So far, my experience in Nigeria has been interesting, different, exciting, confusing, frustrating, and magical. I know that’s an extremely vague way to describe it, but I can’t really think of the right words. In any case, here are a few reflections of my time thus far:
Going to the market
The smell of blood and sweat was suffocating. The flesh of the daily butchered meat drowned the air, pungent, and I couldn’t focus. It was challenging to see the slaughtered heads of cows and goats and the hanging tripe displayed front and center so everyone that walked by could take a peek. The chickens were alive and tied up by the legs. I could see them twitching and swerving. I wanted to rescue them from being next in line, but there was nothing I could do. I walked through the aisles of the market like a mummy. I don’t know what I was expecting, but I wasn’t prepared for that. I’ve lived a sheltered life. Protected by the convenience of plastic wrap around my food. Hardly ever do I see the signs of live animal in the meat I consume, and just a few minutes at the market in Abuja was eye-opening.
Life with Security
Security is a whole new concept for me. Most of the time, when I lived in Oakland, I slept with the door unlocked. I know what you’re thinking, “She must be crazy,” but the truth is that I never felt threatened by people. I am not afraid of going outside, and I’ve never thought about living in a super-secure environment. In a way, I feel like now that security has been established for me, my freedom is limited. It’s a hard concept to swallow. It’s hard to think that because of my current situation, I can’t explore Nigeria the way I would want to explore it. There are places in Abuja I shouldn’t go because of the security restrictions. There are things I can’t do, because of the security issues involved. It’s a new life, and I am learning how to adapt to it.

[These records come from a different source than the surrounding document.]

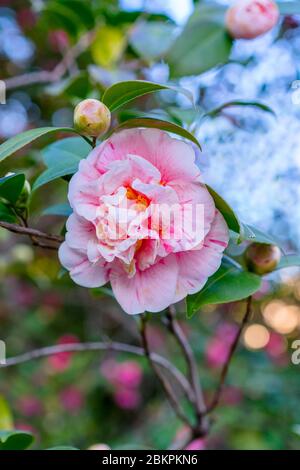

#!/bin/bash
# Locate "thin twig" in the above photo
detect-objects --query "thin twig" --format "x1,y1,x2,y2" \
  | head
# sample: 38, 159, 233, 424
4, 30, 95, 90
0, 341, 189, 400
207, 296, 252, 413
141, 315, 192, 428
167, 305, 209, 435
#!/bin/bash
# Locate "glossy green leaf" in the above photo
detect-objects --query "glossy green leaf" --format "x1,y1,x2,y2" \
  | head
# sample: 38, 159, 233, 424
165, 5, 232, 78
32, 160, 79, 191
129, 21, 177, 61
41, 137, 91, 168
0, 174, 25, 204
113, 118, 201, 149
206, 185, 241, 233
238, 222, 281, 247
0, 127, 86, 161
187, 262, 261, 317
204, 100, 276, 117
0, 201, 16, 224
102, 80, 193, 111
42, 204, 72, 217
0, 395, 13, 431
0, 430, 34, 450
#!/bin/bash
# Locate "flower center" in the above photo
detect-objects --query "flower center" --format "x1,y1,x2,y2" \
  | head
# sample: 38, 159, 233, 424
126, 186, 150, 208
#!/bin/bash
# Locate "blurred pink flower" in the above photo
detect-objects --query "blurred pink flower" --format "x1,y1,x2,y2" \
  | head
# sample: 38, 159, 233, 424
226, 0, 279, 39
113, 388, 141, 410
221, 386, 243, 406
59, 129, 229, 314
101, 359, 143, 388
15, 421, 38, 437
48, 29, 70, 52
60, 386, 84, 411
266, 332, 286, 358
14, 283, 36, 308
116, 361, 143, 388
17, 396, 43, 416
48, 334, 79, 372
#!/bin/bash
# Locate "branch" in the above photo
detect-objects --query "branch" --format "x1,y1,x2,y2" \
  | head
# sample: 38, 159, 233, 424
207, 297, 252, 413
167, 305, 209, 437
0, 221, 64, 249
141, 315, 192, 429
4, 30, 95, 90
0, 342, 189, 400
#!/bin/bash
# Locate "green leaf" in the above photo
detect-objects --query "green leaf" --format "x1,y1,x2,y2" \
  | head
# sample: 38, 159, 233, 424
32, 160, 79, 191
0, 201, 16, 224
187, 262, 261, 318
129, 21, 177, 61
206, 185, 241, 233
42, 204, 72, 217
32, 137, 91, 190
41, 137, 91, 168
102, 80, 193, 111
0, 431, 34, 450
204, 100, 276, 117
165, 5, 232, 78
276, 254, 300, 270
277, 1, 300, 15
0, 127, 86, 161
0, 174, 25, 204
0, 395, 13, 430
113, 118, 201, 149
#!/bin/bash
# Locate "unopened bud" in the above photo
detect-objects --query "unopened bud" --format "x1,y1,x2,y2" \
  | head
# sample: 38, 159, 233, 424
244, 243, 281, 276
74, 99, 111, 137
15, 180, 31, 214
225, 0, 279, 39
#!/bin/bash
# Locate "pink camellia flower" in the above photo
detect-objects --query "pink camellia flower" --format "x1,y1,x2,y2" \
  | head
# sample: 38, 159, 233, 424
60, 387, 84, 411
226, 0, 279, 39
17, 395, 43, 416
114, 388, 141, 410
59, 129, 228, 314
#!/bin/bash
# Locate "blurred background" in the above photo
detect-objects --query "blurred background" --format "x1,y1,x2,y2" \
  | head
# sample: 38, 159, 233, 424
0, 0, 300, 449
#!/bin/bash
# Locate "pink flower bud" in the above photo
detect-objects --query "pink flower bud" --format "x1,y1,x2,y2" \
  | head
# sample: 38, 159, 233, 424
114, 388, 141, 410
225, 0, 279, 39
74, 99, 111, 137
245, 243, 281, 276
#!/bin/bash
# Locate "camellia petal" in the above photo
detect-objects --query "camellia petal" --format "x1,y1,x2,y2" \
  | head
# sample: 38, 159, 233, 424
59, 129, 228, 314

Searching for the Perfect Home
Adam and I have lived the past seven years of our lives in tiny apartments. Some have been so small that if Adam and I both stretched our arms across we would be able to touch both sides of the apartment. Our first apartment was 37 square meters (approximately 400 sq. ft.); it was pretty small for both of us, but somehow we managed. Unfortunately, our apartment history didn’t get much better from that point. In fact, our last two places were somewhere around the 27-square meter-range (approximately 300 sq. ft). So, after living a good portion of our adult lives in a shoebox, you can imagine our shock when our real estate agent showed us a five-bedroom, seven-bathroom, four-story house. We stood in the entrance of the biggest house, and we decided there was no way we could live in a place that was that big. Instead, we moved into the smallest apartment we saw, but it’s still four bedrooms and five bathrooms. It feels so strange to have this much space. I feels so weird to be able to be in two different parts of the apartment and not even know the other person is there. This, like everything else, is going to take some getting use to.